Dopo più di un decennio di ricerca,  gli scienziati del Laboratorio del Paesaggio e della Salute dell’Università dell’Illinois, negli Stati Uniti, hanno concluso che la natura è una componente essenziale per godere di buona salute e un fattore influente nel comportamento umano.

Secondo i ricercatori, nelle zone in cui ci sono spazi verdi, le persone sono più generose e socievoli e si creano forti legami sociali di vicinato, un maggior senso di comunità, più fiducia reciproca e una maggiore volontà di aiutare gli altri. Per converso, in ambienti con zone meno verdi, il tasso di violenza, criminalità e delitti è più alto.

Il verde evoca la natura, la tranquillità e l’armonia. È relazionato anche al benessere, perché gli spazi naturali aumentano il nostro potenziale di salute e alimentano il buon carattere.

Il rapporto natura-salute

Dopo aver raccolto informazioni per anni indagando il rapporto natura-salute in diverse regioni e in diversi segmenti della popolazione, questi ricercatori sono giunti alla conclusione che frequentare aree verdi, che si tratti di un bosco, un giardino o un’area pedonale, porta la gente ad essere più generosa, a dimostrare maggiore disponibilità a offrire aiuto, oltre ad assumere stili di vita più sani. Inoltre, il contatto diretto con gli ambienti naturali contribuisce a migliorare le prestazioni e produce un migliore funzionamento cognitivo, oltre a  incoraggiare più auto-disciplina e controllo degli impulsi. In breve, apporta una maggiore salute mentale.giardino-salute

Al contrario, in luoghi dove ci sono meno spazi verdi, hanno rilevato che il tasso di violenza , azioni criminali e reati contro la proprietà è più alto. A questo va aggiunto che, “in questi ambienti, le persone soffrono di più la solitudine e hanno meno supporto socialeha affermato Frances Ming Kuo, responsabile della ricerca e direttrice del Laboratorio del Paesaggio e della Salute.
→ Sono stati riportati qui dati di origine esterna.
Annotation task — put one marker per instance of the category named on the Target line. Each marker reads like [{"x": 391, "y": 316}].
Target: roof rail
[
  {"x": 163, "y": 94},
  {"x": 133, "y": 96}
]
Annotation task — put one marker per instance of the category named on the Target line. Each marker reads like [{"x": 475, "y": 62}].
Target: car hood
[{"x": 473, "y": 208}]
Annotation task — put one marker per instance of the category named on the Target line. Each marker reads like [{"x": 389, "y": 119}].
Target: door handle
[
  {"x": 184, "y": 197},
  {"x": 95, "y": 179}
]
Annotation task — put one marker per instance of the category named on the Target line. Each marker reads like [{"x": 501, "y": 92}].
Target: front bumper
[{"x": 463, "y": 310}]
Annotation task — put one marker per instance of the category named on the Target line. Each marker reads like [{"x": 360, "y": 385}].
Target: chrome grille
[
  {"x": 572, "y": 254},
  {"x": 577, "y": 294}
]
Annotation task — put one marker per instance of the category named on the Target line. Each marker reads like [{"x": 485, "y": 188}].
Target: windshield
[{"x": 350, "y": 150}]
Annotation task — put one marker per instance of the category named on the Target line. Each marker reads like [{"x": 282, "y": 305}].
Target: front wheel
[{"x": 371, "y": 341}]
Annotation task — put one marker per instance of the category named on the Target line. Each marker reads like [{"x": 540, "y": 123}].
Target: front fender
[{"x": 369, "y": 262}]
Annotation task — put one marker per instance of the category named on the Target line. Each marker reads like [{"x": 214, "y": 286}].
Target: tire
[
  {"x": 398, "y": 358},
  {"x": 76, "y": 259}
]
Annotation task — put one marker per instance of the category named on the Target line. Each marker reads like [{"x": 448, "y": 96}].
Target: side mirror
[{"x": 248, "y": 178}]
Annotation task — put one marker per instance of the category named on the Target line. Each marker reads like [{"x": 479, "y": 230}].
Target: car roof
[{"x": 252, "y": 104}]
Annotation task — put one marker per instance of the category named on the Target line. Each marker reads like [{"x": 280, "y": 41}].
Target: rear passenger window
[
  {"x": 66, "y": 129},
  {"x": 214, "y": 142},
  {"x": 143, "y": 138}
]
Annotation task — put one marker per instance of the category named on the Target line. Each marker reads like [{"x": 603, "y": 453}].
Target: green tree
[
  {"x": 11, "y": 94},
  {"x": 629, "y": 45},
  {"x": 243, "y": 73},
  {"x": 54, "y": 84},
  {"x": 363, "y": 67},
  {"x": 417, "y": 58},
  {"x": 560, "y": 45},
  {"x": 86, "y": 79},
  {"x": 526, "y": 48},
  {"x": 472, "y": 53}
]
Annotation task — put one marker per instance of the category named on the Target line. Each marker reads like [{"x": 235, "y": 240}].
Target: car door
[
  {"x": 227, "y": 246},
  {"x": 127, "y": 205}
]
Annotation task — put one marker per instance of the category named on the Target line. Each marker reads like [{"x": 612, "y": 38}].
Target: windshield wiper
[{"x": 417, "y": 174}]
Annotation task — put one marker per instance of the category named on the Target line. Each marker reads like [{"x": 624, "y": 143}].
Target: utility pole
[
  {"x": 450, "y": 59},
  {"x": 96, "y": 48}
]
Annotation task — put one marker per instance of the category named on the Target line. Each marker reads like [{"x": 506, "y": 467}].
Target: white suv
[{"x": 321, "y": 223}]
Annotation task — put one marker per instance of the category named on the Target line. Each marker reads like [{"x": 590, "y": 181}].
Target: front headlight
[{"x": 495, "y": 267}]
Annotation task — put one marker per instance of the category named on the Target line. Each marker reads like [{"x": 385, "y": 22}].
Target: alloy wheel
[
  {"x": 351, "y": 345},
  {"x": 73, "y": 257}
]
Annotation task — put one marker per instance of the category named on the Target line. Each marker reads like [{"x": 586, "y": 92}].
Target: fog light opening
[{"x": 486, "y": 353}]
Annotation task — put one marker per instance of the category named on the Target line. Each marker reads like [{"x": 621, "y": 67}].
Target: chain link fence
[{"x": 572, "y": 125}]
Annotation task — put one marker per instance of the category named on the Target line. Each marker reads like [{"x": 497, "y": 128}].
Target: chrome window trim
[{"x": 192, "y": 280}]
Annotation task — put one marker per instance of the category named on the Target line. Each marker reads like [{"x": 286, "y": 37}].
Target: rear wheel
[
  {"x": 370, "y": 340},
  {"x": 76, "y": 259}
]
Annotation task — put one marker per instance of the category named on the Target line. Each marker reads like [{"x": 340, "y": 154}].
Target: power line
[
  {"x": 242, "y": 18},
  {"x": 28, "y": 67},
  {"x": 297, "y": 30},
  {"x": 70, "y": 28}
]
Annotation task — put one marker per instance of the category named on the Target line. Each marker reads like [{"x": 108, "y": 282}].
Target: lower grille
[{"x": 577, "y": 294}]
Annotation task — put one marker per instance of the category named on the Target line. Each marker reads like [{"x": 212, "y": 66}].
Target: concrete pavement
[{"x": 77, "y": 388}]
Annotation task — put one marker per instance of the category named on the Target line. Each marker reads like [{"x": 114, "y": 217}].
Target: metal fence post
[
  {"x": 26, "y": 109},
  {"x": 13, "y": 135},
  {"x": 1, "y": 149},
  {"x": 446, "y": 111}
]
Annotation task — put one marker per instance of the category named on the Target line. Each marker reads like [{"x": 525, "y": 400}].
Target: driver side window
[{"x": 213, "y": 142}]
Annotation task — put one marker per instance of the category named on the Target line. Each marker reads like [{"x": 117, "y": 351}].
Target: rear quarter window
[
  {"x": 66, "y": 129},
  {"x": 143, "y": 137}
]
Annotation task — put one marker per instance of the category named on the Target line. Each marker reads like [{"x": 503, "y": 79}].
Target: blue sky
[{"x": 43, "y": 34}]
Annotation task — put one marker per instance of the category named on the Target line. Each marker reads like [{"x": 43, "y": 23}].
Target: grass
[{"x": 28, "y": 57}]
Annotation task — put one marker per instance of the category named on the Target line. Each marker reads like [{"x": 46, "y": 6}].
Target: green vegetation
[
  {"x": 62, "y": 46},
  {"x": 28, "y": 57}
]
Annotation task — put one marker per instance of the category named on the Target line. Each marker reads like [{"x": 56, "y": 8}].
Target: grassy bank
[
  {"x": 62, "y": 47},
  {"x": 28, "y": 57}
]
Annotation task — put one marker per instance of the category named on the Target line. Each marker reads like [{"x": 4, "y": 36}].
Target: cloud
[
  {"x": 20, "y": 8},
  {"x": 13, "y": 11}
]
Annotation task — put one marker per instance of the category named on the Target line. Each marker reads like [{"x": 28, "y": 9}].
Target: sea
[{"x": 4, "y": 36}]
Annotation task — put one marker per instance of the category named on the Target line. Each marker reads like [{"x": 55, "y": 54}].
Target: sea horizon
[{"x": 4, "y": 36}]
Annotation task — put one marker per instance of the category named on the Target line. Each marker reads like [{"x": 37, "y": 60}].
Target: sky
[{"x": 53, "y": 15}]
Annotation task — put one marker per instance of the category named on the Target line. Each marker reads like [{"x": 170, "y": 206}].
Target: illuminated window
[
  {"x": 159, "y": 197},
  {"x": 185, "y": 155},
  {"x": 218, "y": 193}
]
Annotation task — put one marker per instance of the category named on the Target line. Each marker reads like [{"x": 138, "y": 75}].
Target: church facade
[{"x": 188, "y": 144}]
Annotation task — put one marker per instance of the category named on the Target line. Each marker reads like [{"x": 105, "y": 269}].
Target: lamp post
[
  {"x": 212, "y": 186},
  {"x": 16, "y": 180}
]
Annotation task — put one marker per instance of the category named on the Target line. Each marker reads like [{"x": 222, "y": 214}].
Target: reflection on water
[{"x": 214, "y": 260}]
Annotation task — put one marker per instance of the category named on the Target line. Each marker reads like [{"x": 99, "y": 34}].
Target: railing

Gli effetti negativi di chi non vive a contatto con la natura

Coloro che non vivono a contatto con la natura tendono a soffrire sintomi da deficit di attenzione, iperattività e presentano alti tassi di disturbi d’ansia e depressione. “Se questi dati non sono abbastanza convincenti“, dice Kuo , “lo è il fatto che l’impatto dei parchi e degli ambienti verdi per la salute umana vanno oltre i benefici psicologici perché offrono vantaggi anche per la salute fisica. Facilitano la realizzazione dell’attività fisica, migliorano il funzionamento del sistema immunitario, aiutano i diabetici a raggiungere i giusti livelli di glucosio nel sangue e migliorano lo stato di salute e le abilità di vita delle persone anziane. Al contrario , le aree con spazi meno verdi sono associati a più alti tassi di obesità infantile e tutti i tipi di malattie cardiovascolari”.

Le conclusioni dello studio

Glo studi condotti dalla equipe di lavoro di Kuo “non sono consistiti semplicemente nel fare affidamento a  ciò che i partecipanti affermavano circa benefici attribuibili da essi stessi alla natura, poiché tali benefici sono stati misurati oggettivamente utilizzando dati quali i rapporti della polizia, l’analisi della pressione sanguigna, le prestazioni neurocognitive su test standardizzati e  misurazioni fisiologiche del funzionamento del sistema immunitario“.

Ragion per cui conclude affermando che “considerata la forte relazione tra natura e salute, i governanti dovrebbero ripensare all’architettura delle città optando per spazi con più verde, non come semplice elemento decorativo, ma come componente vitale, chiave per la promozione della salute, della gentilezza, dell’ intelligenza e del benessere della popolazione”.